In fact, AMI’s reported conduct appears to meet the elements of the federal crime of extortion. More important, it probably lands the company in boiling-hot water with the Southern District of New York, the prosecutors’ office with whom AMI recently entered into a cooperation agreement to avoid prosecution for a campaign-finance violations That violation entailed a plan worked out with the Trump campaign to “catch and kill” – i.e., pay for and then bury – the story of a woman who alleged a past affair with Trump.
The setup to the possible criminal charges is a fairly tangled tale. After private text messages from Bezos (who also owns The Washington Post) were published in the National Enquirer, Bezos launched a private investigation to determine how AMI got the material. Bezos believed that AMI’s targeting of him might have some connection to AMI chief David Pecker’s well-documented friendship with Donald Trump. The president has made Bezos a special object of schoolboy taunts, including jubilant attacks on The Post.

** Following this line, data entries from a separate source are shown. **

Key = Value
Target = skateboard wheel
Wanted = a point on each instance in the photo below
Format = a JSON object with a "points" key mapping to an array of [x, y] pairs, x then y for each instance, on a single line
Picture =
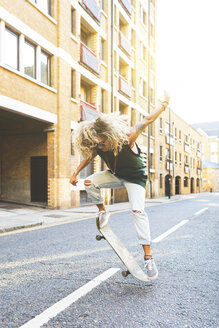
{"points": [[125, 273], [98, 237]]}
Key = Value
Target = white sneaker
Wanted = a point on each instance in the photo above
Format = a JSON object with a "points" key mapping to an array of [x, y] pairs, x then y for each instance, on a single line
{"points": [[103, 217], [151, 269]]}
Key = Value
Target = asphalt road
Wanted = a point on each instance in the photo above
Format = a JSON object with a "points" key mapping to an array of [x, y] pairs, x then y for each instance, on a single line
{"points": [[40, 267]]}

Bezos also appeared to surmise that AMI’s acquisition of the compromising materials could bear some connection to the Saudi government, and in turn to The Post’s coverage of the brutal murder of Post contributing columnist Jamal Khashoggi at the Saudi Consulate in Istanbul in October. In the blog post on Medium where he revealed this story, Bezos wrote that he had been advised by an AMI leader that Pecker was “apoplectic” about the investigation and said that “the Saudi angle seems to hit a particularly sensitive nerve.”

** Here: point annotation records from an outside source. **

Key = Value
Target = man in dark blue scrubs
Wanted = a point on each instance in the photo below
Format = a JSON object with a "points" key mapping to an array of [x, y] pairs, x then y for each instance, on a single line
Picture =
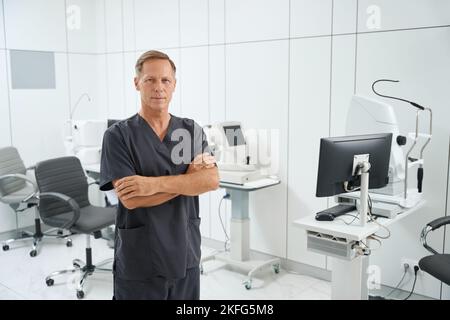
{"points": [[158, 164]]}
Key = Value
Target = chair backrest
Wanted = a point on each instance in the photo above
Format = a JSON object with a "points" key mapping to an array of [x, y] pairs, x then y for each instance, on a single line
{"points": [[63, 175], [10, 162]]}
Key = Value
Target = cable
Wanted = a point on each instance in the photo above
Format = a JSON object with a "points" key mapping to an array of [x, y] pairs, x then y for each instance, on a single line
{"points": [[226, 196], [405, 271], [416, 269], [418, 106], [351, 215], [371, 218]]}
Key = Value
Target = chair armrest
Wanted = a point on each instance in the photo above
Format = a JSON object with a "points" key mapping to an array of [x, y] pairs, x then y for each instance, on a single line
{"points": [[71, 202], [26, 179]]}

It was at this point that an AMI vice president sent a lawyer in the Bezos camp a vivid description of 10 embarrassing photos. A later email from AMI’s deputy general counsel demanded a public disclaimer from Bezos that AMI’s coverage was not “politically motivated or influenced by political forces,” on threat of publishing the pictures.
Bezos called this proposal, among other things, “blackmail.” AMI has since responded that it believed “fervently that it acted lawfully in the reporting of the story of Mr. Bezos” and it was engaging in “good faith negotiations to resolve all matters with him.”

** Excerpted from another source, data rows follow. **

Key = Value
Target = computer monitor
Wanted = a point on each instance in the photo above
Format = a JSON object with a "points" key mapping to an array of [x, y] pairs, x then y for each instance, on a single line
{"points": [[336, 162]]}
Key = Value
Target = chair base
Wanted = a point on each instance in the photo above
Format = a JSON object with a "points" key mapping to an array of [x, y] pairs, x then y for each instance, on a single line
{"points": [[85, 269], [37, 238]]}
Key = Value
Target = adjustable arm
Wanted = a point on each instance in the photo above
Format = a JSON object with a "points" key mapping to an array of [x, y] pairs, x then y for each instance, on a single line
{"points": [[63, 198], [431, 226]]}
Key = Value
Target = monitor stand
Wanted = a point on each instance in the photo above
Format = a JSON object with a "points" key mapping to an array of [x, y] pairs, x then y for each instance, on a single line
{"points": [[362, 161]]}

On these reports, some commentators have questioned whether AMI would be subject to federal criminal liability on the technical ground that it would be hard to show that the company tried to obtain “money or property” from Bezos, as set out under one well-known federal extortion statute. Whether AMI in fact was demanding a form of “property” is a tricky question.
But it’s the wrong question under federal law. In a just system of criminal law, socially abhorrent conduct is almost invariably criminal. And there are a cluster of federal statutes that potentially apply to AMI’s conduct, most notably 18 U.S.C.§875(d). That provision makes it a crime to (1) transmit a communication in interstate commerce (an email counts) containing (2) a “threat to injure” the “reputation of the addressee” to extort some (3) “money or other thing of value.” The phrase “thing of value” has been broadly interpreted in other federal criminal contexts to cover various benefits without clear monetary value. Here, it is plain that Bezos’ attestation that AMI had not been politically motivated would have amounted to a thing of value to AMI (as well as being a lie, according to Bezos).
It is, to say the least, a bad look for AMI that it looks to suppress evidence of sexual misconduct involving the president but then brandishes such evidence to try to suppress an investigation into its own conduct.
In fact, the intriguing mystery of the episode is why AMI was so keen to get Bezos to drop his inquiry that it was willing to make the colossal blunder of putting its crass threats in email. The maneuver might have been ill-advised in any case, but it looks disastrous for the company given the backdrop of the recent nonprosecution agreement with the Southern District of New York.
A condition of that agreement essentially puts AMI back on the hook for the catch-and-kill offense should the government determine that the company has committed “any crimes.” That provision is not limited to federal crimes. Significantly, many state extortion laws are considerably broader than 18 U.S.C.§875(d). Washington state’s extortion law, for example, which probably applies here given Amazon’s corporate location, sweeps in any threat to communicate the intent to publicize an asserted fact, whether true or false, tending to subject any person to ridicule. Not much wiggle room there. And of course, should the company or its officers be charged and convicted on such a state charge, there is no prospect of a presidential pardon, which reaches only federal crimes.
It thus appears that Bezos has done much more than bloody the nose of a bully. The pictures remain unpublished, while it is AMI that is at peril of a double dose of potential criminal liability. There’s a tabloid story worth reading about.